Whereas his government, PM Modi said, is committed towards safeguarding the rights and interests of the people of the northeast.
"Those who sit in AC rooms in Delhi, who fight us in the parliament are spreading misinformation. But the BJP is committed to protecting the culture and resources of Assam and the northeast. The Clause 6, which is the soul of Assam Accord, has remained unimplemented for the last 35 years and our government will implement it in letter and spirit," PM Modi said during a rally in Assam today.
The Prime Minister promised that a high-powered committee formed by the Ministry of Home Affairs (MHA) will ensure successful implementation of Clause 6 of the Assam Accord as soon as possible.
Clause 6 of the accord suggests constitutional, legislative and administrative safeguards to protect, preserve and promote the cultural, social and linguistic identity and heritage of the Assamese people.
Those who question us, PM Modi said, are being asked by Assam where have they been for over three decades. "Won't let Assam suffer because of their vote bank politics. I will fight them," the Prime Minister said.

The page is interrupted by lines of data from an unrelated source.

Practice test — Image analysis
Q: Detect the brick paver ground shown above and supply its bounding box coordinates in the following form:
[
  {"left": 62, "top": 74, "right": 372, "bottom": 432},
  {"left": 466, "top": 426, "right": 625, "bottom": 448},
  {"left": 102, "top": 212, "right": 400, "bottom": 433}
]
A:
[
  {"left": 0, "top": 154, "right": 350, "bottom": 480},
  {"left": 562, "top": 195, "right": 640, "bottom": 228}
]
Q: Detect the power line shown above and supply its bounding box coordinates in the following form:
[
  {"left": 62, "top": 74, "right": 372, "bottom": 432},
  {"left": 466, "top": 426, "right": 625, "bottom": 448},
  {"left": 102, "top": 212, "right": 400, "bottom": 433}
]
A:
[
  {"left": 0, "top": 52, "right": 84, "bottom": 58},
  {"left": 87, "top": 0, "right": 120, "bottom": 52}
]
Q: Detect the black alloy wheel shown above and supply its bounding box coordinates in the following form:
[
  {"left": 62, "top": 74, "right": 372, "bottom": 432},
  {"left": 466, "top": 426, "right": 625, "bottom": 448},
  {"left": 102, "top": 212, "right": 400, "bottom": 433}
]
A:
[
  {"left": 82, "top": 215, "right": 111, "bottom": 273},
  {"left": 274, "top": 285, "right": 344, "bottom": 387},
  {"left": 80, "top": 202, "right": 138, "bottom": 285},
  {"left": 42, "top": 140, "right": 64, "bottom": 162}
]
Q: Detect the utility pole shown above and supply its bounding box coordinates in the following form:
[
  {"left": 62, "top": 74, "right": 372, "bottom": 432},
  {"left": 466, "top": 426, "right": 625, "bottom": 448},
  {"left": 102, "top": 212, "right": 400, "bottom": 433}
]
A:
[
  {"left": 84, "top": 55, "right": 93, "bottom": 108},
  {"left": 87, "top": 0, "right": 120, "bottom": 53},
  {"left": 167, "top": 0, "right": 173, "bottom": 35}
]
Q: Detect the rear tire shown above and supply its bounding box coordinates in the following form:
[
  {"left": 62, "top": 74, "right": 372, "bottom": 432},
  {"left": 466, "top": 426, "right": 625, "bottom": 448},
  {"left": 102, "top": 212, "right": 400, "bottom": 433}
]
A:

The Bill, which has already been passed in the Lok Sabha amid allegations of "religious discrimination", aims to hasten the citizenship process for non-Muslim migrants from Pakistan, Afghanistan and Bangladesh. It is expected to be tabled in the Rajya Sabha soon.
Defending the Bill, PM Modi said "it is not any state or region specific, it is for the entire country" and added that "we must understand the pain of people forced to flee their homes and leave behind all they own".
"Be it from Pakistan, Afghanistan or Bangladesh... they were all part of India once, but after Partition they became minorities in their own countries. Be it Sikhs, Jains, Buddhists, Parsis, Christians, and Hindus, who had earlier decided to remain in their homes but faced persecution, realised that it is only in India where they can live freely. So they ran away and came to India seeking refuge. For decades, they have lived and worked here and contributed to the country. They must now get recognition as Indian citizens," PM Modi tried to reason.
He also stressed it's important to understand the difference between those who forcefully entered the country and those who were forced to flee their homes to save their lives due to their faith. "Both are not the same".
However, opposition parties as well as the civil society have objected to the Bill saying it would allow citizenship to illegal Hindu migrants from Bangladesh, who came to the state after March 1971, in violation of the agreement of the Assam Accord, 1985, which sought to identify illegal migrants into Assam and prepare a list of Indian citizens.
Several allies of the BJP in the northeast have already made their opposition to the "discriminatory" Bill known to the ruling party. A former regional ally of the BJP, the Asom Gana Parishad (AGP), broke up with NDA ahead of the passage of the Bill in the lower house.
The government's intent to go ahead with the Bill triggered protests across the northeast. Assam minister and BJP's key strategist in northeast Himanta Biswa Sarma's statement that "without the bill, we are surrendering to the philosophy of Jinnah (Pakistan's founding father Mohammad Ali Jinnah)" intensified the agitation in the state.